Project X, of course, suggests that it was, and that this massive high school orgy of excess -- drugs, alcohol, and sex -- made these nobodies legends. The take-home message: fame, at any cost, is worth it.

Todd Phillips, the director of The Hangover movies, produced the movie, and Nima Nourizadeh makes his directorial debut. The film stars three unknowns: Oliver Cooper (Costa), Thomas Mann (Thomas), and Jonathan Daniel Brown (JB). It's Toledo-born Sylvania High School graduate Cooper as the obnoxious party instigator and barely tolerable loudmouth who makes the biggest impression. Cooper has an undeniable screen presence and effectively carries the film's anything-for-a-laugh banner.
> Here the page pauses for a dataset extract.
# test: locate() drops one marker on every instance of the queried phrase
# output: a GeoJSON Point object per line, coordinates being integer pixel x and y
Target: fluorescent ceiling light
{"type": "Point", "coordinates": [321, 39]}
He shows screen potential.

But this was at best an hour's worth of material, and at 90 minutes Project X is blatantly padded. Nourizadeh stretches the film's run time with gratuitous images of scantily clad girls who are supposed to be in high school, making the low-angle shots of writhing dancers creepy to anyone old enough to legally buy beer.

Project-X knows its demographics. This raunchy comedy with some undeniably funny moments takes the escalating war among R-rated comedies of "Can you top this?" and goes nuclear with a stream of wild exploits and drunken stunts sure to attract teens and 20-somethings. The rest of us will just shrug our shoulders, watch Animal House for the hundredth time, and remember our high school and college days as being as wild as we think they were.

Project X: SRP: $35.99, Blu-ray, $28.99 DVD.